Message à partir de Jean 12, 1-8 et 2 Co. 2, 14-17
Essayez de faire l’exercice de vous rappeler une odeur agréable ou désagréable de votre enfance…
Les traces laissées par les parfums et les odeurs marquent notre existence.
Les senteurs s’associent à des souvenirs émotionnels et déclenchent en nous des pulsions d’attrait ou de répulsion.
Notre nez peut nous mettre spontanément en présence d’événements passés et nous replonger dans les joies ou les peurs d’autrefois.
Le parfum du nard dont il est question dans l’Évangile de Jean a probablement suscité des sentiments et des souvenirs divers parmi les premiers chrétiens. Mais pour moi, les senteurs qui traversent ce texte convergent dans l’image d’une fête : il y a le repas préparé, on a mis les petits plats dans les grands. Marthe a bien fait les choses pour réunir tous ces gens… l’odeur de l’agneau rôti flotte dans l’air, et on perçoit la senteur des herbes aromatiques comme le thym, le romarin, l’odeur de l’ail sauté dans l’huile d’olive. Les lentilles laissent filtrer leur fumet… l’ambiance est à la joie et à l’amitié. C’est comme cela que Marthe montre combien elle aime Jésus.

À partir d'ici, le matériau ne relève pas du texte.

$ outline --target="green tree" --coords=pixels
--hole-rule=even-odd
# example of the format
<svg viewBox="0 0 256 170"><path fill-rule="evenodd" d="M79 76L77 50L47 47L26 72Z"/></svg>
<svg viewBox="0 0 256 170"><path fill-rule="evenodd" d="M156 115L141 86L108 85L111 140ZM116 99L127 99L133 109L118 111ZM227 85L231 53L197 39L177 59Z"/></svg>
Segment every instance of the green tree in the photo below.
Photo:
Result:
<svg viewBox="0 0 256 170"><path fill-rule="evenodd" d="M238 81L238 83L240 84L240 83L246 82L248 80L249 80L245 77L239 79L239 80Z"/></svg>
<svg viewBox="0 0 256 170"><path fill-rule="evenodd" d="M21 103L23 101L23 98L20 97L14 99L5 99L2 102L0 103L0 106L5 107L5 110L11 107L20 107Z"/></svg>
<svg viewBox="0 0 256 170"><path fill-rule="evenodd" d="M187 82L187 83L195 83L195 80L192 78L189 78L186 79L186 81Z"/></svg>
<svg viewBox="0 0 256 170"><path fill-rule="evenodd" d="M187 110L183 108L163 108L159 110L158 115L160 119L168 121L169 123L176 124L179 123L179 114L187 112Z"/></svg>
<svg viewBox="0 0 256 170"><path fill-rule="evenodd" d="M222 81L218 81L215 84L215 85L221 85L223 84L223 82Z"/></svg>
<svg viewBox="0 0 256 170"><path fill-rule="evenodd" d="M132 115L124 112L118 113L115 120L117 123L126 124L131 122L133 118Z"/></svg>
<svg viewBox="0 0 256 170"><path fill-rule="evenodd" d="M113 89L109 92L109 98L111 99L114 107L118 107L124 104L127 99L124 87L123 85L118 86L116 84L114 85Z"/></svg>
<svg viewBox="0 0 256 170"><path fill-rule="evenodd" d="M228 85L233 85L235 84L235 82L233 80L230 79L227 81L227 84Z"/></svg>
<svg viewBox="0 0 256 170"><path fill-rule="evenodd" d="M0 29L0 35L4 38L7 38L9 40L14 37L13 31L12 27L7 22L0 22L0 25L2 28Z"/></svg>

Marie manifeste son affection différemment. Elle cherche à être proche physiquement de Jésus. Mais avec tout ce monde autour de lui, seuls ses pieds restent accessibles. Alors c’est aux pieds de Jésus que Marie prodigue son amour débordant.
Elle répand une grande quantité d’utile parfumée, qu’elle a acquis à un prix exorbitant.
Elle masse les pieds de Jésus…Entre Jésus et Marie, ce massage devient une forme de communication. Elle sèche le parfum excédentaire avec ses cheveux… symboliquement, grâce au parfum, ils sont unis des pieds à la tête.
L’épisode est hautement érotique et probablement très choquant pour les hôtes.
Mais en même temps, la scène de Béthanie se déroule dans le contexte dramatique de la future mort de Jésus. Le parfum rappelle celui qui servira à embaumer le Crucifié.
Amour et mort s’enchevêtrent, douloureusement proches l’un de l’autre.
Mais le parfum du nard va au-delà de l’odeur de la mort. Il a des notes de résine, d’herbes sauvages, et de plantes aromatiques… une senteur qui conduit au souvenir de celui qui, ressuscité, apparaît à l’aube de Pâques.
Ce texte fait de senteurs répand un souffle de résurrection. Je ne parle pas seulement de la résurrection finale, promise à toutes et tous… mais de cette odeur de résurrection qui embaume le monde chaque fois que l’on célèbre la vie en aimant sans retenue, chaque fois que l’on respecte la vie, chaque fois que l’on cherche les traces de Dieu.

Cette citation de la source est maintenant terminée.